Values that aren't necessarily obvious to the eye or to the touch. 

The first is because it's made out of human hands. And along with this workmanship by hands, comes a sort of unseen but intrinsic mark that is grafted into the shoe. A mark that is very like a piece of the craftsman's own 'soul'. That 'soul' is the collective makeup of the craftsman's personality and workmanship; his patience, sweat, endurance, skills, knowledge, intelligence, emotions, and creativeness. This is the unpredictable but essential aspect of handmade shoes because every craftsman has his or her own unique 'soul' and therefore every piece created, there is no exacting twin.

Interestingly, this can be seen from both a positive and/or also a negative perspective.
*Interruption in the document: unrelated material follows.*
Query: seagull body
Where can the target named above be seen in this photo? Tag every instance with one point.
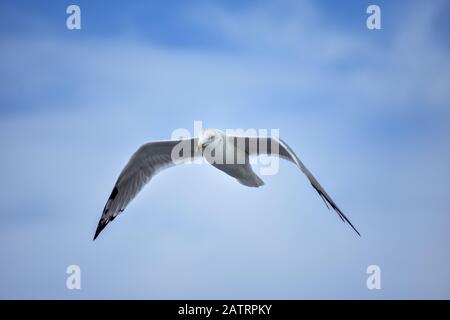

Positive because no machine can achieve (so far) that uniqueness and level of creativeness that are only inspired from within the master-craftsman and which he or she might use to develop and apply during the crafting process. A negative perspective perhaps, because of a possible inconsistency in the quality of the shoe's finishing and is dependent on the craftsman's skills and emotions. But, it is from these inconsistencies  - I prefer the word unpredictability here because it implies an awaiting surprise - that imperfections may arise and if subtle enough can be transformed into unique beauty lines and or marks that will distinguish one pair of shoe from another. Also, in this matter of unpredictability, it is the ability of the craftsman to minimize or beautify the artifact by striving to reduce imperfections manually which is a great testament to man's ability to surpass his or her own human limitations.  Manufactured shoes present precision and predictability whereas in handmade shoes, in the craftsman's endeavor to bring crafting to perfection, he or she brings out the best and the best is seen in the fine finishing. 

Truly, handmade shoes are a celebration of humanity. 

I think it should be remembered that handmade shoes are sculptured art pieces. So, it does require a certain amount of discernment and appreciation to fully embrace handmade shoes. It has to be like appreciating an art piece created by an artist. A handmade shoe is an artifact; it is art.  It has to be an appreciation of what is beyond the end product; the complex creative and skillful process which goes into actualizing the design into a shoe with its fine finishing and feel.  It is also the story behind the shoe; how the craftsman through his or her passionate and wholeheartedness creates and completes a shoe and in the process, communicates what is in his “soul” as reflected in that art piece. Just like a face to face conversation, or a handwritten letter, it is personal. Yes, it does require a deeper understanding but in my opinion, this reflects an understanding of what is “sophistication”.

Maybe, I'm over romanticizing. 

Though it may seemed I have only pointed out the beauty of the shoe from an abstract nature, many might not have seen that as an immediate or tangible benefit.  However,  I do believe humans have a more fulfilling experience with objects of beauty - shoes in this case - if we know how to build an emotional and philosophical appreciation for it.  Appreciation for something begins only when someone get to know the story behind the object. Therefore, with that in mind, wouldn't such "abstract" advantages in a shoe be preferable?

Anyway, having propounded my views in this article, it should be appreciated that I am not dismissing machine-made shoes as being worthless. What I'm trying to do is to put across the viewpoint that you can't directly compare a handcrafted shoe to a machine-made one. It is like comparing a hand-drawn portrait to a photograph taken by a camera. Both have it's own unique and deserving value which require a separate and different appreciation.